特定技能とは、2019年に施行された新しい在留資格です。技能実習制度と違って、転職が認められています。「就職して違和感を覚えた人はほかの施設に移れるので、正当なマッチングが期待できます」(藤森さん)。
「特定技能を使って人材採用をしたいと考える施設にとって、相談の窓口にもなりたい。外国籍の方と施設をつなぐハブになりたいと思っています」
■同僚は「同志」、社会課題に「向き合えること」が働きがい
藤森さんは介護の求人事業以外にも、リジョブのCSV事業を牽引しています。その一つが、「つぼみプロジェクト」。これは埼玉県鴻巣市の田んぼで行う米づくりの取り組みです。県内の子どもに呼び掛けて田植えや稲刈りを行っていますが、藤森さんは「お米隊長」としてこの活動を引っ張っています。

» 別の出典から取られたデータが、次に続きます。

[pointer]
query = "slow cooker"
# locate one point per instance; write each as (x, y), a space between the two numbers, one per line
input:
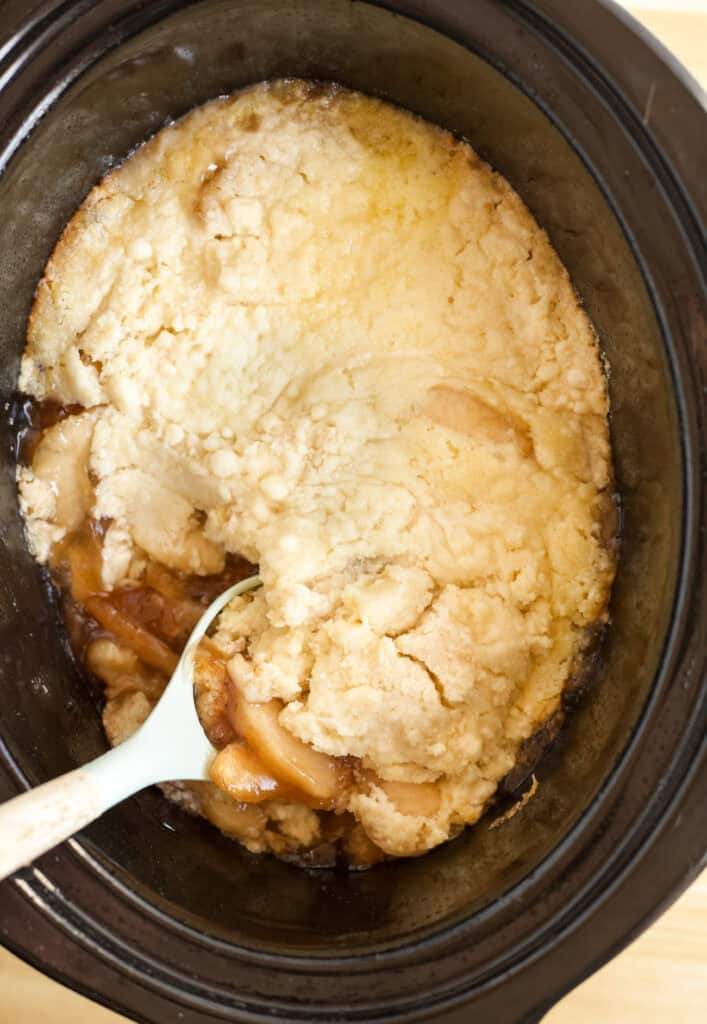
(602, 134)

「日本が今まで大事にしてきたお米づくりを通して、老若男女問わず集まり、温かいコミュニティをつくりたいと考えています。作ったお米をこども食堂に寄付する取り組みも実施しています」
また、同社の事業やプロジェクトとSDGsの目標を紐づけた「リジョブ式SDGsマップ」を取りまとめた責任者でもあります。大学時代には、「環境と開発学」を専攻しており、師事した教授がオブザーバーとしてSDGsの策定にかかわっていました。「なぜリジョブが社会的な事業を行うのか。可視化させることで、社内に共通認識を持ち、外の方にも伝えやすくなりました」と手応えを話します。
働きがいとしては、「目の前の業界課題や社会課題にシンプルに向き合えること」と語ります。同僚にも刺激を受けており、「利他で物事を考えるメンバーが多くて、どんな社会になればいいのかを常に考えて動いています。たとえ会社を離れたとしても、リジョブの仲間は人生の同志です」と表現します。